That's part of the frustration....there's no apparent outward signs of
discomfort or pain. Matter of fact, she seems to be more affectionate
recently....maybe she's trying to ask us to help! Also, we've never seen
any crystals in her urine; are they visible? Would I see them when she has
an accident on the carpet? I'm sorry for not knowing the pH; it was
probably done by the vet, but I don't recall.
There's been no new events that have added stress to CocCo's life, at least
that we're aware of. I appreciate some folks thoughts that she might like
to go outside, but that's not feasible.

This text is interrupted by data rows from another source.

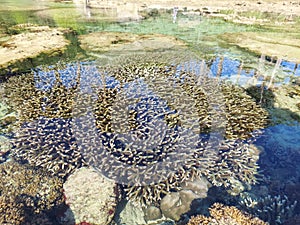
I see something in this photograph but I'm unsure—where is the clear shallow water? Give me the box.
[2,0,300,224]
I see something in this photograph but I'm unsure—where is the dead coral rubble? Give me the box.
[188,203,268,225]
[0,161,64,225]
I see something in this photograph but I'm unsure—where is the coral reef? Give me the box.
[188,203,268,225]
[240,195,297,225]
[0,161,64,225]
[5,52,267,205]
[12,117,84,178]
[160,177,211,221]
[63,167,117,225]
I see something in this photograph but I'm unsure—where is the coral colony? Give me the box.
[1,54,267,224]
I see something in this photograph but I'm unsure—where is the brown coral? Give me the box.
[188,203,268,225]
[0,161,64,224]
[6,54,266,206]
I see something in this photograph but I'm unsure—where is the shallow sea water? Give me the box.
[0,1,300,225]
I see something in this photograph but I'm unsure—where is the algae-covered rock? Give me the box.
[0,24,69,74]
[79,32,186,54]
[64,167,117,225]
[0,161,64,225]
[220,32,300,63]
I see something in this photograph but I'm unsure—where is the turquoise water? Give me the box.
[0,1,300,225]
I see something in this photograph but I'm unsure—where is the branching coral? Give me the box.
[188,203,268,225]
[0,162,64,224]
[2,54,266,204]
[12,117,83,178]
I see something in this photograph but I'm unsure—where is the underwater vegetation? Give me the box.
[4,53,268,205]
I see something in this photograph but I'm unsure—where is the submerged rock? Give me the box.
[79,32,186,54]
[64,167,117,225]
[0,24,69,74]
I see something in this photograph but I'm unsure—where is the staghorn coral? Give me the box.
[0,161,64,224]
[76,53,267,204]
[188,203,268,225]
[3,64,81,124]
[12,117,84,178]
[2,53,266,204]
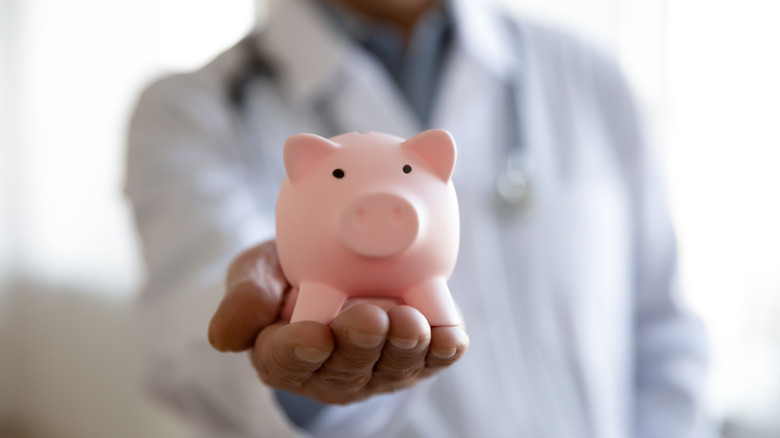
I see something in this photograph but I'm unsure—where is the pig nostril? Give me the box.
[393,207,404,225]
[355,208,366,225]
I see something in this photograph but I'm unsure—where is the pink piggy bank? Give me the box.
[276,129,460,326]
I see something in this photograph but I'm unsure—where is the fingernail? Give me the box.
[347,330,385,348]
[293,347,330,363]
[387,337,420,350]
[431,348,458,359]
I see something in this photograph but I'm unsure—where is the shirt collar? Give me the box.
[259,0,515,104]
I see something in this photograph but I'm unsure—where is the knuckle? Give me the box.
[320,368,371,390]
[374,367,422,383]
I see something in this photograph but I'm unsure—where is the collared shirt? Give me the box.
[317,0,453,126]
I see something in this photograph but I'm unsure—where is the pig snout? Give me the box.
[340,193,420,257]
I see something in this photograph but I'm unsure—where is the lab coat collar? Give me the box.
[450,0,516,80]
[260,0,514,111]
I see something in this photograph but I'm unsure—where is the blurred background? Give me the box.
[0,0,780,438]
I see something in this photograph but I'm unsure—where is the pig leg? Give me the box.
[290,283,347,324]
[402,277,460,327]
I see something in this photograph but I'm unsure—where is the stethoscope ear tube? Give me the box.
[495,22,536,215]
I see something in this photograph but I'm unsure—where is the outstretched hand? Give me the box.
[209,241,469,404]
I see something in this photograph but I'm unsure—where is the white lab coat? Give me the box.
[126,0,705,438]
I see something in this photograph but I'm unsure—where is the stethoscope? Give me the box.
[228,27,536,216]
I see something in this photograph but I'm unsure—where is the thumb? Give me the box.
[208,241,289,351]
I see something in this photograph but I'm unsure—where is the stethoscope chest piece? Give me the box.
[496,148,535,213]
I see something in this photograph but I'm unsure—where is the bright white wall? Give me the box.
[667,0,780,436]
[0,0,254,295]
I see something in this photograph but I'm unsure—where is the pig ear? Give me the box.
[401,129,457,182]
[284,134,339,183]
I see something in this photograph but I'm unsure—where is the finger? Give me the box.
[315,304,389,403]
[422,327,469,376]
[209,241,289,351]
[370,306,431,391]
[251,321,334,391]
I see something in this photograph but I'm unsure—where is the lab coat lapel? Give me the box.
[323,53,421,138]
[261,0,421,138]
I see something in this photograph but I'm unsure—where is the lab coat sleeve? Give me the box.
[126,71,427,438]
[600,60,710,438]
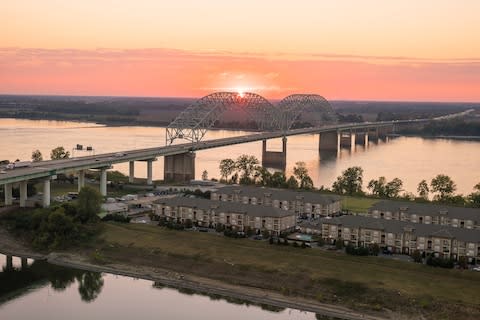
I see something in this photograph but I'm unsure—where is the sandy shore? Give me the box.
[46,253,394,320]
[0,228,401,320]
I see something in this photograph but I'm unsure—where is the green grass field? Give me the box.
[97,223,480,318]
[342,196,380,213]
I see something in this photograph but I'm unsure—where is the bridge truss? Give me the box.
[166,92,336,145]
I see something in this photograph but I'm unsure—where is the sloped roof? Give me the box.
[217,186,341,205]
[320,215,480,243]
[155,197,295,218]
[370,200,480,222]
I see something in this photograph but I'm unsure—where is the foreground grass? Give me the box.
[342,196,380,213]
[97,223,480,319]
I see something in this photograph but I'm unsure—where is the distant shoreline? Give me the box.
[0,115,480,141]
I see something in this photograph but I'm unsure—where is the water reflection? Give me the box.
[0,119,480,194]
[152,282,286,312]
[0,256,104,304]
[0,254,315,320]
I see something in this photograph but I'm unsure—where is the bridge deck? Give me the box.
[0,119,420,184]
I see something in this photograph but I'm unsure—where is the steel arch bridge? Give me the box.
[166,92,336,144]
[277,94,337,130]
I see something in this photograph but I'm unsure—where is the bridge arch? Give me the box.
[166,92,279,144]
[278,94,337,130]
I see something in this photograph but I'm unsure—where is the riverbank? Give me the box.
[0,228,391,320]
[0,223,480,319]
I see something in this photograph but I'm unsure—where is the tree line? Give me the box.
[219,154,314,190]
[332,167,480,208]
[218,155,480,208]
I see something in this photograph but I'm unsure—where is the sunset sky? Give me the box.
[0,0,480,101]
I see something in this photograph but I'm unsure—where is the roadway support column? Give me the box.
[78,170,85,192]
[147,160,153,186]
[21,257,28,269]
[262,137,287,170]
[128,161,135,183]
[6,256,13,271]
[43,178,50,208]
[318,131,341,152]
[20,180,28,208]
[4,183,13,206]
[163,152,195,182]
[100,168,107,197]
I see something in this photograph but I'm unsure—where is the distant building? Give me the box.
[318,215,480,260]
[367,200,480,230]
[154,197,296,234]
[211,186,342,219]
[102,202,128,215]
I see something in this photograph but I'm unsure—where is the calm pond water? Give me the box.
[0,119,480,194]
[0,254,316,320]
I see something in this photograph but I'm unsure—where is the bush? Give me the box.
[102,213,132,223]
[427,254,455,269]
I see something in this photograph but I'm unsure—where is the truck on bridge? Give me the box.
[5,161,32,170]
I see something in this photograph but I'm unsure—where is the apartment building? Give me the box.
[367,200,480,230]
[318,216,480,260]
[154,197,296,234]
[211,186,342,219]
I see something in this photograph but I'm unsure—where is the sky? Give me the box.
[0,0,480,102]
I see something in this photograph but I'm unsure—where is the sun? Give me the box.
[235,88,245,98]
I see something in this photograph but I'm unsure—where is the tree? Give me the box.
[77,271,103,302]
[256,166,272,186]
[269,171,287,188]
[287,176,298,189]
[235,154,259,183]
[77,186,103,223]
[50,147,70,160]
[468,183,480,208]
[293,161,313,189]
[202,170,208,180]
[332,167,363,195]
[219,159,235,180]
[385,178,403,198]
[32,149,43,162]
[367,177,387,198]
[417,179,430,200]
[412,250,423,263]
[430,174,457,201]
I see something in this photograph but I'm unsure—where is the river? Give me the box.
[0,254,316,320]
[0,119,480,194]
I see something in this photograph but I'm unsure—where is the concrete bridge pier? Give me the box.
[318,131,340,152]
[128,161,135,183]
[147,159,156,186]
[355,131,368,147]
[4,183,13,206]
[20,257,28,269]
[43,177,50,208]
[100,168,107,197]
[20,180,28,208]
[262,137,287,170]
[77,170,85,192]
[5,255,13,270]
[163,152,195,182]
[340,130,355,149]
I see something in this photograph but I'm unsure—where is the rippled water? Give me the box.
[0,119,480,194]
[0,254,316,320]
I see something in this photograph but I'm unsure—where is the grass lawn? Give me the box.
[98,223,480,312]
[342,196,380,213]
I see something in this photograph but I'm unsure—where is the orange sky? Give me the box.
[0,0,480,101]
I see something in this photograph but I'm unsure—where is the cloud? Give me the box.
[0,48,480,101]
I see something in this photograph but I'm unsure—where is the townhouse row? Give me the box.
[367,200,480,230]
[300,215,480,260]
[154,197,296,235]
[211,186,342,219]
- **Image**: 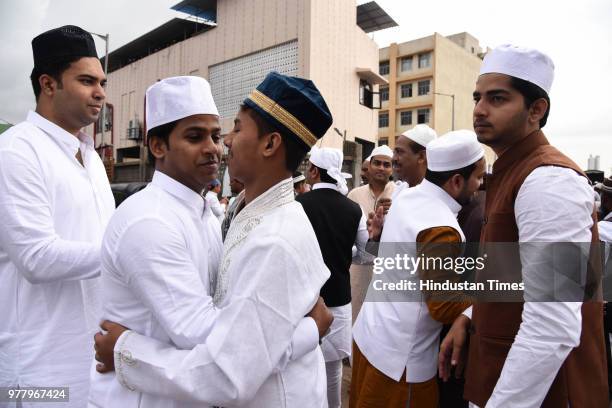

She has no claws, no fleas, and no
apparent desire...she's rather content to hang out with her buddies inside!
And since the red fox is making a strong comeback in Maryland, I'd rather
not have that to worry about as well. CoCo and her buddies have shared 3
litter boxes for years and years, and we use a clumping litter (Precious
Cat, I think) that they've never had any issues with.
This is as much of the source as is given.